Question

I'm trying to integrate an external C++ library (I have access to the .so file as well as the header files) into my Node.js application.

After a lot of research my options are reduced to:

  1. Writing a Node addon

  2. Use node-ffi

From node-ffi's gitHub's definition I can't tell if it will or will not work directly on C++ libraries:

node-ffi is a Node.js addon for loading and calling dynamic libraries using pure JavaScript. It can be used to create bindings to native libraries without writing any C++ code.

So the questions I have are:

  • Does option 1) imply rewriting in some way the external C++ library?
  • Is node-ffi able to call directly to C++ libraries without any kind of C wrapper I'd have to write?

I'm no expert when it comes to C/C++ so if I missed something basic for you to be able to answer please let me know so I can improve my question.

Was it helpful?

Solution

node-ffi seems to be primarily for C programs. I went through this in the last week, and found much better luck with node addons. What you have to do is write a shim between the C++ code in the library and node.js. In my case, I needed to encode and decode packets for a security protocol, so I made node buffers that contained the packets, and wrote C++ code that got the data out of the buffers, then send the data to my C code that encoded and decoded packets.

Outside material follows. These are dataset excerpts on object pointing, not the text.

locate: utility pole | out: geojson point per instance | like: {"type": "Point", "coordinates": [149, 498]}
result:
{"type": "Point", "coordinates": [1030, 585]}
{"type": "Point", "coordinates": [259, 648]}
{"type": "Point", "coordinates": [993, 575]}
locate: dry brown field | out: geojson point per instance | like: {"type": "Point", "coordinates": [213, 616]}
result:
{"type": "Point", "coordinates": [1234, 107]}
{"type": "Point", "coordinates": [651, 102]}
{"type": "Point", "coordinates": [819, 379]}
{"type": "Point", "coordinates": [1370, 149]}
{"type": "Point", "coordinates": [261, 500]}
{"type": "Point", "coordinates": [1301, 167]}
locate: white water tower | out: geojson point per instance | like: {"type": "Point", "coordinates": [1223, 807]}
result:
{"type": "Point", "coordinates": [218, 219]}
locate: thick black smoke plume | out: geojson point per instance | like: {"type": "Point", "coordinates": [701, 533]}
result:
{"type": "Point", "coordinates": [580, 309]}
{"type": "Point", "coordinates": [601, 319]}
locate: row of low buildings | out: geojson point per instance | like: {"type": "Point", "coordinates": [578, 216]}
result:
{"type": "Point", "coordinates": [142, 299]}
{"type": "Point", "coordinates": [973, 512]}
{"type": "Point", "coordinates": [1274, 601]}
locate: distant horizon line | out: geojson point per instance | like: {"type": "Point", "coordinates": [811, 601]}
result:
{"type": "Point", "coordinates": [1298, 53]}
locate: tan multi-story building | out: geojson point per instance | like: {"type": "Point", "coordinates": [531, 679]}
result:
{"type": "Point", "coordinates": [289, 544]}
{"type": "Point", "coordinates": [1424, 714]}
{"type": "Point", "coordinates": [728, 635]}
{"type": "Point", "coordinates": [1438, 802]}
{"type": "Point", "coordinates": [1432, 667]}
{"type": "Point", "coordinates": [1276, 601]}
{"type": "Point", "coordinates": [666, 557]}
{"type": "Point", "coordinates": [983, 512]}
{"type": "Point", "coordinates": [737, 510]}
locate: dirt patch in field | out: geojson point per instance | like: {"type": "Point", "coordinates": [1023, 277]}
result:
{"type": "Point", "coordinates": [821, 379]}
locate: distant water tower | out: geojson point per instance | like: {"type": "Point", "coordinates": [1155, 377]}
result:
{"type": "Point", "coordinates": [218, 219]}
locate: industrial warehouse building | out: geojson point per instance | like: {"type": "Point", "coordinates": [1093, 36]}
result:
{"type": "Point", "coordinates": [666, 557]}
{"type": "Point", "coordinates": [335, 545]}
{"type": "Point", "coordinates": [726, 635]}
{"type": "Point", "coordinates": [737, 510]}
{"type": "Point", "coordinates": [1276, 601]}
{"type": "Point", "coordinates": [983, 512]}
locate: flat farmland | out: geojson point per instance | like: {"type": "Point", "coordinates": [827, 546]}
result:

This page: http://luismreis.github.io/node-bindings-guide/docs/returning.html has some great examples of how to get data in and out of node.js buffers in C++.

OTHER TIPS

nbind now makes it easier to write Node.js addons using external C++ libraries. You basically create a new source file including the library headers, the nbind headers and some macro calls listing the library's classes and methods. Then nbind handles the rest.

libui-node is a real-world example using nbind to call libui for generating user interfaces with native widgets from Node.js. There's also a short tutorial how to create bindings for vg, a bioinformatics-related C++ library.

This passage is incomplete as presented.